At about noon the same day, police found the body of a man who had overdosed in nearby Park Place Apartments at 4399 Forest Park Avenue.

Ninety minutes later, police once again entered Parkview and took the elevator to the 14th floor, then hustled to apartment 1413. There they found the bodies of two more men who died from fentanyl poisoning, police records show.

Just after midnight the next day, and only three doors down, police discovered the lifeless body of a 54-year-old man in apartment 1416. An hour later, they found a 57-year-old man who had collapsed outside the 14th-floor elevator.

The final fatality was a woman, 54, whose body was discovered around 2 p.m. on February 7 in apartment 1424, police records show.

During this three-day window, dozens of St. Louis police and firefighters swarmed the building to look for new overdose victims as 911 call followed 911 call.

A woman who lived in the building and didn't wish to be identified told the Riverfront Times she first heard about the overdose deaths after waking up from a nap on February 5 and talking to a relative on the ground floor.

"The relative said, 'They just found three bodies,'" she recalls. The next morning, her relative gave her an update: "'They found five,' and I'm like, 'Oh, my God.'"

Sirens blared morning and night that weekend.

"Man, listening to it was so scary," says the woman who has since moved out of Parkview. "It was like, 'Oh, my God, we were living in a movie. ... It started to almost become normal to see these people — they were just wheeling bodies out."

A man who asked to be identified as J.J. has lived on Parkview's 14th floor for many years. He said the floor was flooded with police throughout that February weekend.

"They came in like they did a raid," J.J. recalls. "They came to my door. Bam. Bam. Bam. I jumped out of my bed. They said, 'Anybody else in there with you?' I said, 'No, it's just me.'"

Most of those who died had lived or hung out on Parkview's 14th floor. Each was well known and liked by other apartment residents.

"They were super-nice, super-sweet," the ex-tenant says. "You'd always see them in the hallways at some point, like downstairs in the front."

The overdose deaths that weekend included a man nicknamed Freckles, a frequent 14th-floor visitor. He lived with his mother in a nearby apartment house.

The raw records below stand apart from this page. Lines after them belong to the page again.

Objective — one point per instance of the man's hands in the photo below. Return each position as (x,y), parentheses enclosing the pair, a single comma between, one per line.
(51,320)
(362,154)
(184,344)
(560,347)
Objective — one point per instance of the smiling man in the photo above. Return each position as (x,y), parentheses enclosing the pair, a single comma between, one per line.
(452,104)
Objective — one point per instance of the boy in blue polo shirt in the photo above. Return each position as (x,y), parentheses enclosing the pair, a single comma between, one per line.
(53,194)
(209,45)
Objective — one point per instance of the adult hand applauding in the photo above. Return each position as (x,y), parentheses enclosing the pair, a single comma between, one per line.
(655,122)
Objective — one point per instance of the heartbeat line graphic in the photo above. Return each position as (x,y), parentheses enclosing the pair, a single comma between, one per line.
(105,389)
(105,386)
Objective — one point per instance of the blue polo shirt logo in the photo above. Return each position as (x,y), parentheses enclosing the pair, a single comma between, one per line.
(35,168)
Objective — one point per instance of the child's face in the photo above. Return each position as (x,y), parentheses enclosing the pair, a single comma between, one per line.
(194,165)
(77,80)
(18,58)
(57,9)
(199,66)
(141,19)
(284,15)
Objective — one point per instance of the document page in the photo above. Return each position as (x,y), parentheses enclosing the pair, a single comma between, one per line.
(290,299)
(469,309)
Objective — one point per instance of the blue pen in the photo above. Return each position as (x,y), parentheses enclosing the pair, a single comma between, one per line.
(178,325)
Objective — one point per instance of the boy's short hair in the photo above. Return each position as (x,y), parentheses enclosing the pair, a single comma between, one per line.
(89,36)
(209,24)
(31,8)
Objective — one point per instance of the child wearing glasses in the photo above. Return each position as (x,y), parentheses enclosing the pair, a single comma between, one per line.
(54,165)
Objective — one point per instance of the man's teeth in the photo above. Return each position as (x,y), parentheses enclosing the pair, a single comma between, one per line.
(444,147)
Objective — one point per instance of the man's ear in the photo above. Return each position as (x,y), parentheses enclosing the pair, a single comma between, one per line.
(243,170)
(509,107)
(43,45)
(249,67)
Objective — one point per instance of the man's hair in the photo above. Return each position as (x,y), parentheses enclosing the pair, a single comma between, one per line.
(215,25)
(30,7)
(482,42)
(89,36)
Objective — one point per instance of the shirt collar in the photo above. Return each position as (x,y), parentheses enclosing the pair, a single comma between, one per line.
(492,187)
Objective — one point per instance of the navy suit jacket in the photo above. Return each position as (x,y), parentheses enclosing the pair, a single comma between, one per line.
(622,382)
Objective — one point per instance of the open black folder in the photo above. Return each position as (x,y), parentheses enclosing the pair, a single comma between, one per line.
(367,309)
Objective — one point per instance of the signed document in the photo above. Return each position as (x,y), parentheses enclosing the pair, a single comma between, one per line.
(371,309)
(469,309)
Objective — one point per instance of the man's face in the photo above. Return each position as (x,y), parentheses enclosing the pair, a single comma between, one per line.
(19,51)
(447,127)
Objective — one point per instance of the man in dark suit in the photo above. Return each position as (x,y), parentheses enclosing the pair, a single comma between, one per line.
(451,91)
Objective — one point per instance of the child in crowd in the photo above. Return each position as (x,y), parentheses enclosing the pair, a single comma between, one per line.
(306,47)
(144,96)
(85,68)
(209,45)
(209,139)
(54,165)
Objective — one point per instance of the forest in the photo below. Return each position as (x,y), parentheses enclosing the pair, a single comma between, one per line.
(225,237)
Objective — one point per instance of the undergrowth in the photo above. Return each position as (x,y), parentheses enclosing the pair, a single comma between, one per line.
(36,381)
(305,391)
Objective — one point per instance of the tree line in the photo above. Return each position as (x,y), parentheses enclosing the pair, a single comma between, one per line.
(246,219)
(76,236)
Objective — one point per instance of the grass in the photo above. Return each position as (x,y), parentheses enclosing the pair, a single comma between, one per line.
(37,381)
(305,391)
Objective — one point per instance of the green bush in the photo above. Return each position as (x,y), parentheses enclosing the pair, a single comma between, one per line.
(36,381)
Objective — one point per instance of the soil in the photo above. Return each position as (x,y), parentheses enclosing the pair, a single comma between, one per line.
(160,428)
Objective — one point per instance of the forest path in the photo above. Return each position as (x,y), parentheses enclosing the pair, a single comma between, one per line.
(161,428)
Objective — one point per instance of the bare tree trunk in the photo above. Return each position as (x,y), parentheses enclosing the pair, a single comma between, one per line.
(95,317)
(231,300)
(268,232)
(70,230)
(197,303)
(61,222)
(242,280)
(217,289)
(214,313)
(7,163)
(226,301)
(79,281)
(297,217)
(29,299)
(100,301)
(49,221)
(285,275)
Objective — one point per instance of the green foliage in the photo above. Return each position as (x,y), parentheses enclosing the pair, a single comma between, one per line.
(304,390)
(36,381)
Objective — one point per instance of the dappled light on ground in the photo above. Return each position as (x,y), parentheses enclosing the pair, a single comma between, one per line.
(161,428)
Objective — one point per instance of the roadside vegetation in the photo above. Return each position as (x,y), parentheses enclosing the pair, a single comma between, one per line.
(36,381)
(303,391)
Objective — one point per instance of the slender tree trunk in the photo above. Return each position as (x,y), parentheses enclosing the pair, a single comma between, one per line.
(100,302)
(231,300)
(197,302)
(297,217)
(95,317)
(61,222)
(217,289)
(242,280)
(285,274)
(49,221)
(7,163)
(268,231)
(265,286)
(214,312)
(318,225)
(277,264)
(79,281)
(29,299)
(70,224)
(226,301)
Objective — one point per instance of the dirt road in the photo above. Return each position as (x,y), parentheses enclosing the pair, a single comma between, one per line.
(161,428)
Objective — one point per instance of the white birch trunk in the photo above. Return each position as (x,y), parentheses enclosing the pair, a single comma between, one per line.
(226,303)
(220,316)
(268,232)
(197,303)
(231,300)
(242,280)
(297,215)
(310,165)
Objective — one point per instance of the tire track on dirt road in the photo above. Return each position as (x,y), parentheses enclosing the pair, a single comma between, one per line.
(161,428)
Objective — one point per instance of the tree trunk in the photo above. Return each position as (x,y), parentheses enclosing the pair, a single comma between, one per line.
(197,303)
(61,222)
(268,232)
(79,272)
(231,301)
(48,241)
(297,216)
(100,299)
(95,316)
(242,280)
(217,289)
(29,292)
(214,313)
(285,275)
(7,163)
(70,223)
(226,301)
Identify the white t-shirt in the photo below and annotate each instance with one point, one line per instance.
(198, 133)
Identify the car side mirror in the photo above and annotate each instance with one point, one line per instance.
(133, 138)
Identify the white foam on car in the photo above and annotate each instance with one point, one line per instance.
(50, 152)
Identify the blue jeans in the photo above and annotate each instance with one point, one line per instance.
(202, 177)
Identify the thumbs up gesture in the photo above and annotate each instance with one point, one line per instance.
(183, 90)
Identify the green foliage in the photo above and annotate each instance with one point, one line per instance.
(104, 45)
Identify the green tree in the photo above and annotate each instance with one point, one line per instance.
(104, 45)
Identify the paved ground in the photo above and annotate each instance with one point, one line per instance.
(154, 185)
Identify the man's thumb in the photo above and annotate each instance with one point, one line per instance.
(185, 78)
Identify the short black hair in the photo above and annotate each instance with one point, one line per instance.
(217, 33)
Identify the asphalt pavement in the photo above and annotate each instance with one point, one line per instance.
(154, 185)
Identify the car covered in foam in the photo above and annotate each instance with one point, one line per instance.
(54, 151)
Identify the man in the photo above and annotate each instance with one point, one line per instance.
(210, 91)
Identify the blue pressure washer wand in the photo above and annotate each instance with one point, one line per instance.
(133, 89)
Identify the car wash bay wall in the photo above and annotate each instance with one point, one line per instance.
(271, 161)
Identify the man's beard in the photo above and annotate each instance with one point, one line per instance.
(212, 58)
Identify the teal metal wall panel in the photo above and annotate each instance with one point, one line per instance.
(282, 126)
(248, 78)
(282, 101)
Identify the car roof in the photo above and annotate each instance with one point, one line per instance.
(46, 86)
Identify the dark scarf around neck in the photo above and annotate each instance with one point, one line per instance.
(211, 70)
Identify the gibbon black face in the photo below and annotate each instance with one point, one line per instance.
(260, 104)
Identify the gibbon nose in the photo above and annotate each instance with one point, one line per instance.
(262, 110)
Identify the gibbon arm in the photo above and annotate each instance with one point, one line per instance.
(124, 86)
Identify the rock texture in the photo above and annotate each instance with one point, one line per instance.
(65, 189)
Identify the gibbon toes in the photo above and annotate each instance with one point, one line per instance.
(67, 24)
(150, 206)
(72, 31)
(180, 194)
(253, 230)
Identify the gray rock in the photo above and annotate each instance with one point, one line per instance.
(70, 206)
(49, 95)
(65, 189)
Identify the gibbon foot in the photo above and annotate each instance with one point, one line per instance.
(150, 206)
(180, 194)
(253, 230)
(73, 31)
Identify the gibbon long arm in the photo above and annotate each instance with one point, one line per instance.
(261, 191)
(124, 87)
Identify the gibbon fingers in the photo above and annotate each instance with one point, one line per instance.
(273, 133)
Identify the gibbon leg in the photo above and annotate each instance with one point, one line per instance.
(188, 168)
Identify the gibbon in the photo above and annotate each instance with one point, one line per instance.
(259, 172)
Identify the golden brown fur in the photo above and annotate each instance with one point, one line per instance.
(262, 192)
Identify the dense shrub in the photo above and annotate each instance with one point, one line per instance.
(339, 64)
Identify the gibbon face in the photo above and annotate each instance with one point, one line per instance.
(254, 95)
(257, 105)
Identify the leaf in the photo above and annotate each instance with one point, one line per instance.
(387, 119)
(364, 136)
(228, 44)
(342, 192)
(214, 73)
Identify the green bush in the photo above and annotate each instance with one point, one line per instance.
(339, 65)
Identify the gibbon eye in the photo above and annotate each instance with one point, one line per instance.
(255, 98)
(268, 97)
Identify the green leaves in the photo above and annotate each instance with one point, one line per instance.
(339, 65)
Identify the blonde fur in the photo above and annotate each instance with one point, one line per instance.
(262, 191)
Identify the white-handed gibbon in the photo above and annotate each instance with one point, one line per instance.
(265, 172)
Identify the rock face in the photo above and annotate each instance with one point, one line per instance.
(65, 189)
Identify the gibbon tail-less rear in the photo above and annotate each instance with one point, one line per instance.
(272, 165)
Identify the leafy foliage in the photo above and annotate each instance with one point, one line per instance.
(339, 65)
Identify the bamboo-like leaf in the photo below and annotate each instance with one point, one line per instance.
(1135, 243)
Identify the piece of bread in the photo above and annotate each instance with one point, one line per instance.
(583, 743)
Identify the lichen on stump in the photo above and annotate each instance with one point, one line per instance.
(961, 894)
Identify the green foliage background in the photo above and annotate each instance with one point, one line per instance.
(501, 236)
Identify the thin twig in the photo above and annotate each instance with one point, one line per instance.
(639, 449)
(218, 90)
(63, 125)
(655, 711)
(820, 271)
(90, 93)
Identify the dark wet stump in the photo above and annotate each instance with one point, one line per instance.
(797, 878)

There was Re-Re, a big woman who used a wheelchair and Calvin, who had long supported himself as a house painter and handyman.

And there was Andre, a University City High School graduate who, according to a family friend, had been sober and drug free for years before relapsing the day of his passing. Andre had been an amateur boxer in his youth, along with his older brother, Robert, who spoke proudly of him at his memorial service in late February.

"I was a lefty," Robert told mourners during a service shared on YouTube. "He was a righty."